Dass ich sie nicht mehr verwenden kann, ist klar.
Ich frage wegen Speicherlags die entstehen könnten, wenn man den Stream nicht closed.
In der Doku seht: 
If this socket has an associated channel then the channel is closed as well.
Gild das mit dem closed as well auch für Streams?
Weiß einer Bescheid?


----------



## shocking (4. September 2009)

Hi Lastlord,

soweit ich das weiß müssen Streams in jedem Fall separat geschlossen werden, um leaks zu vermeiden. Ich habe das zumindest so gelernt, dass ein Stream, der geöffnet wurde auch wieder geschlossen werden muss. 
Wir haben mal bei einem Projekt mehrere Teile der Software über RMI Sockets kommunizieren lassen, da traten jedenfalls Probleme auf, als wir diese nicht per Hand geschlossen hatten.

Gruß shocking


----------



## zeja (5. September 2009)

Ich würde das jetzt nicht verallgemeinern wollen. Schau einfach in der Doku nach, da sollte es drin stehen ob close den darunterliegenden Stream mitschließt.

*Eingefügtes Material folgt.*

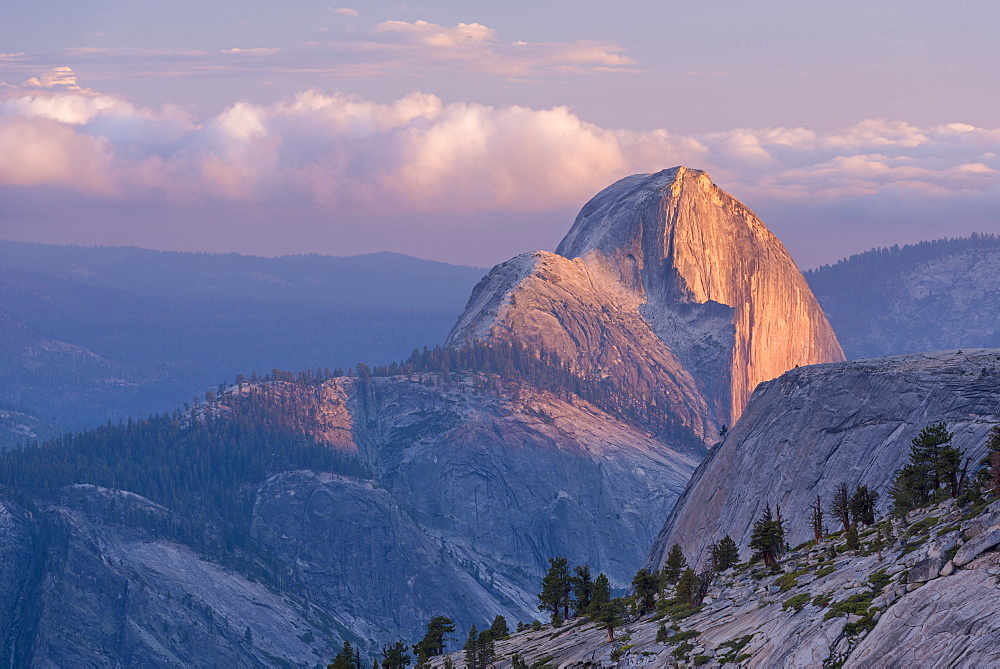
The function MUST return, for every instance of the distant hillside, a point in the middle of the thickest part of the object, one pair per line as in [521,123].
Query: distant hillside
[96,333]
[929,296]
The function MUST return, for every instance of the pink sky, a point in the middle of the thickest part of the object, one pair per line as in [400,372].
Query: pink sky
[469,141]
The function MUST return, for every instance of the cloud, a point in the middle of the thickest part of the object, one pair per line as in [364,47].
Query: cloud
[61,78]
[417,157]
[388,49]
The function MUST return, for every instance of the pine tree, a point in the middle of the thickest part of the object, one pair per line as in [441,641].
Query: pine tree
[395,656]
[345,658]
[556,588]
[688,586]
[433,643]
[935,468]
[645,587]
[989,475]
[853,541]
[485,649]
[499,629]
[862,505]
[675,564]
[471,649]
[608,614]
[816,519]
[840,505]
[583,589]
[767,539]
[601,594]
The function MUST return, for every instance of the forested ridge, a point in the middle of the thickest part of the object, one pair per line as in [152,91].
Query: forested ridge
[203,464]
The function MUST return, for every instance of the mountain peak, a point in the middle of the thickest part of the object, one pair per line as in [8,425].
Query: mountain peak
[665,283]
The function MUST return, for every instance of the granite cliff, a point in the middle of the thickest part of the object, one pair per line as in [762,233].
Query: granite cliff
[468,488]
[848,422]
[668,284]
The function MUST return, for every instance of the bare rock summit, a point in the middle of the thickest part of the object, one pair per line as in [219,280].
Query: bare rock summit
[666,285]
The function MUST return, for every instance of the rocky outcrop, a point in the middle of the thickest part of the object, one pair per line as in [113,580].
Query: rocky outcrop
[829,424]
[825,607]
[471,488]
[513,477]
[99,589]
[671,280]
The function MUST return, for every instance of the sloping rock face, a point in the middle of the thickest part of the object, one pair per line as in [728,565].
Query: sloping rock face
[829,607]
[816,427]
[672,256]
[949,622]
[472,488]
[96,589]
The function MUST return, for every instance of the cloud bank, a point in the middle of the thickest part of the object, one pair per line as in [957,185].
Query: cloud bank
[417,156]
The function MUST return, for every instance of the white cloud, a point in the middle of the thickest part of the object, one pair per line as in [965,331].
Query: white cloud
[418,153]
[390,48]
[62,78]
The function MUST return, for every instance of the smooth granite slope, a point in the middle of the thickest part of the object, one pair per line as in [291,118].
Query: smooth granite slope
[816,427]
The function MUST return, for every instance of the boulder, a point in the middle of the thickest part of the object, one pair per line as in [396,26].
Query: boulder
[977,545]
[925,570]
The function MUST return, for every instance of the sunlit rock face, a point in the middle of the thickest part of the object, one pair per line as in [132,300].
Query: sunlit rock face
[664,281]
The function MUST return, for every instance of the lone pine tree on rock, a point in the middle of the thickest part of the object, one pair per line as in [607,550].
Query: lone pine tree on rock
[556,588]
[935,470]
[768,537]
[840,505]
[675,564]
[816,519]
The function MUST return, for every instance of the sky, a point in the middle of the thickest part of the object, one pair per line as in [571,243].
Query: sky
[472,131]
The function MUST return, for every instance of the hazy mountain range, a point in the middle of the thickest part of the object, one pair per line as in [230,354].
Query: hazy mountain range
[268,520]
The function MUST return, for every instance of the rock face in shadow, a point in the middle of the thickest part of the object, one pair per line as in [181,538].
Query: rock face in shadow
[669,275]
[96,589]
[816,427]
[949,622]
[471,490]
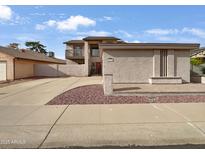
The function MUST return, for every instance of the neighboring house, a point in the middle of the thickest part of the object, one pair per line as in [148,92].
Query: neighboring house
[17,64]
[198,53]
[86,51]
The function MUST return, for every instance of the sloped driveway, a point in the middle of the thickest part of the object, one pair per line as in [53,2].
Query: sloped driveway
[39,92]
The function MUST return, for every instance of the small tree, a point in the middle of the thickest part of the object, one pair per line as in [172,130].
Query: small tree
[36,46]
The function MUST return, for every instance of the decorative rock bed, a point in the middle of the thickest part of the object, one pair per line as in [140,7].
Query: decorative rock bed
[93,94]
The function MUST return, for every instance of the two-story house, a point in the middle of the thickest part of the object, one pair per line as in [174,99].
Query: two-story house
[86,51]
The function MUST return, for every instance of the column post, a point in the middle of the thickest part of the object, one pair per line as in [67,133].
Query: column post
[170,63]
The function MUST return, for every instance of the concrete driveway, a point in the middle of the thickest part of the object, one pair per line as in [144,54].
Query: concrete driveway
[39,92]
[27,123]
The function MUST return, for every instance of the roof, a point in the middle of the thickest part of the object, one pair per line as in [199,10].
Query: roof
[97,38]
[190,46]
[198,51]
[30,55]
[74,42]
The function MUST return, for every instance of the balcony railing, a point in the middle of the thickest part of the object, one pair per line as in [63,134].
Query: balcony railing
[70,54]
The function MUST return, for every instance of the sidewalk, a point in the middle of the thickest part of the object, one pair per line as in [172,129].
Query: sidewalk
[116,125]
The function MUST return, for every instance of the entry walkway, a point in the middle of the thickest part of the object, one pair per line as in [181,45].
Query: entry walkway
[159,88]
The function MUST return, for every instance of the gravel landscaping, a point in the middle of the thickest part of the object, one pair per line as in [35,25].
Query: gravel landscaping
[93,94]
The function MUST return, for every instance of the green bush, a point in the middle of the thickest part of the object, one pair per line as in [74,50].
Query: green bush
[197,61]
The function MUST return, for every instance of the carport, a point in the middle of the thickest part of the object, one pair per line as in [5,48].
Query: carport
[19,63]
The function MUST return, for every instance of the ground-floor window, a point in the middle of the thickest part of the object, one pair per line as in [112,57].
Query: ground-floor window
[96,68]
[163,63]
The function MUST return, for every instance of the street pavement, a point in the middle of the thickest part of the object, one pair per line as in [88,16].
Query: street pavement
[26,122]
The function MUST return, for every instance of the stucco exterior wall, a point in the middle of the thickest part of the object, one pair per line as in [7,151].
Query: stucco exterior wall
[9,66]
[130,66]
[56,70]
[182,64]
[23,69]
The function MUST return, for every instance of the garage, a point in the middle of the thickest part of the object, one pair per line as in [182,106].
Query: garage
[20,63]
[2,70]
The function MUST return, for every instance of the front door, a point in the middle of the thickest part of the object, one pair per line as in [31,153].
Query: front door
[96,68]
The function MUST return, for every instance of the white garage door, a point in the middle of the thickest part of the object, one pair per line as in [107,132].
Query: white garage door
[2,71]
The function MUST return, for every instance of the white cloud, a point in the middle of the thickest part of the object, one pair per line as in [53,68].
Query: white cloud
[51,23]
[159,31]
[94,33]
[72,23]
[40,27]
[5,13]
[107,18]
[194,31]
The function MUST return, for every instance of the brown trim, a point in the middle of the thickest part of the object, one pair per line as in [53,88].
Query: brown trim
[46,62]
[6,68]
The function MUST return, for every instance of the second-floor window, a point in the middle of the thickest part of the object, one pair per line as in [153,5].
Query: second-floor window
[94,51]
[78,51]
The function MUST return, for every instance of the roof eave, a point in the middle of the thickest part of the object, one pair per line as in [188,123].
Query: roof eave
[150,46]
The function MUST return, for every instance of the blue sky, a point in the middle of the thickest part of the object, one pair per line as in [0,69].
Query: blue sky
[52,25]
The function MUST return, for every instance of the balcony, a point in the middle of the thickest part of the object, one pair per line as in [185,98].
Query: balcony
[70,54]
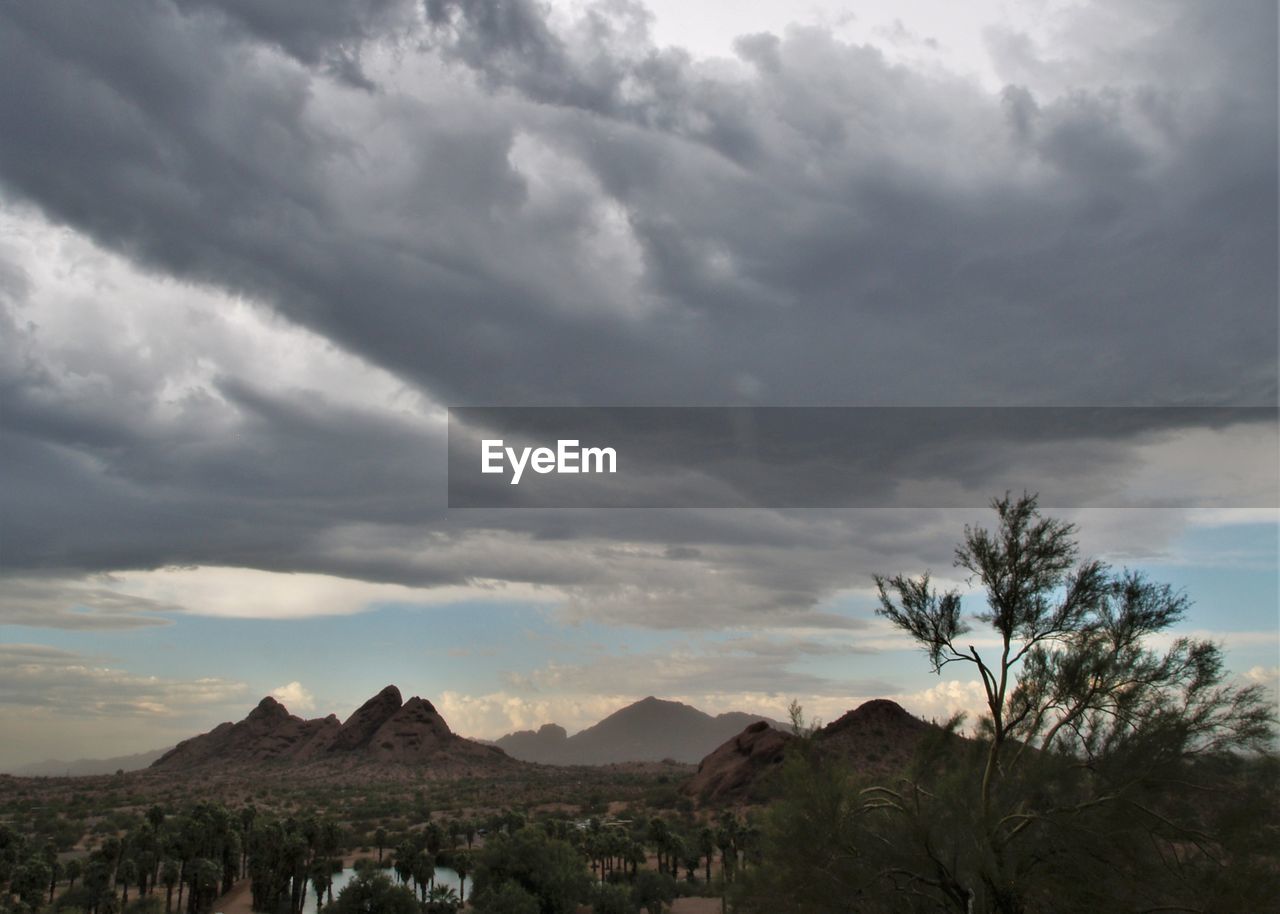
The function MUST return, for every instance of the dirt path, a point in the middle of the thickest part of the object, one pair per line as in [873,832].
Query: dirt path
[238,900]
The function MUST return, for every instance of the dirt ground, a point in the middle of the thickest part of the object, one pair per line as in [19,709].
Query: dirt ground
[691,906]
[238,900]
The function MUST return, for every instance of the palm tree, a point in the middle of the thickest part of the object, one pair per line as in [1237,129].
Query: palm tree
[424,872]
[707,844]
[72,871]
[462,867]
[169,873]
[442,900]
[126,873]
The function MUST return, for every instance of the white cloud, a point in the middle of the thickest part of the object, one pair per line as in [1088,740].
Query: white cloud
[295,697]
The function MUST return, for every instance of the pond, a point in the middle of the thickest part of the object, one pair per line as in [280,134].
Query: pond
[443,877]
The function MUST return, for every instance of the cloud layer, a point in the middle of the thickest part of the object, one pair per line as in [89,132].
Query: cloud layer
[248,254]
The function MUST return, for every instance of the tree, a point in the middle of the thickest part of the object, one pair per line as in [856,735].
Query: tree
[169,876]
[611,899]
[1086,725]
[548,869]
[462,867]
[506,899]
[1105,773]
[374,894]
[442,900]
[653,891]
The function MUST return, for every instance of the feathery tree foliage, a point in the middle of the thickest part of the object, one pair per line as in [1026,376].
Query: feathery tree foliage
[1107,773]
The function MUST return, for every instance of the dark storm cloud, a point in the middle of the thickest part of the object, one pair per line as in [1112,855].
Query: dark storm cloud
[328,35]
[519,209]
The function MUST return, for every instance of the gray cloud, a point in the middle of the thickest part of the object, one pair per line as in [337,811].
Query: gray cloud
[496,206]
[42,679]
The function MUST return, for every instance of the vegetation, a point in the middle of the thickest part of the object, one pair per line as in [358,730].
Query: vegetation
[1106,775]
[1116,767]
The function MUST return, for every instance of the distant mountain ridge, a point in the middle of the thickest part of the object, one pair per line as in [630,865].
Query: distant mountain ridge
[88,767]
[384,730]
[650,730]
[878,736]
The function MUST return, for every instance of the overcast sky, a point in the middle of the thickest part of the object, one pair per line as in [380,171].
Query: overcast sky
[250,252]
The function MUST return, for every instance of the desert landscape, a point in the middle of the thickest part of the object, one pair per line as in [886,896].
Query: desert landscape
[639,457]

Wenns nicht genau drin steht, kannst du ihn ja vorsichtshalber schließen.


----------



## Thomas Darimont (5. September 2009)

Hallo,

http://www.j2ee.me/javase/6/docs/api/java/net/Socket.html#close()

 Closing this socket will also close the socket's  InputStream and  OutputStream.   

Gruß Tom


----------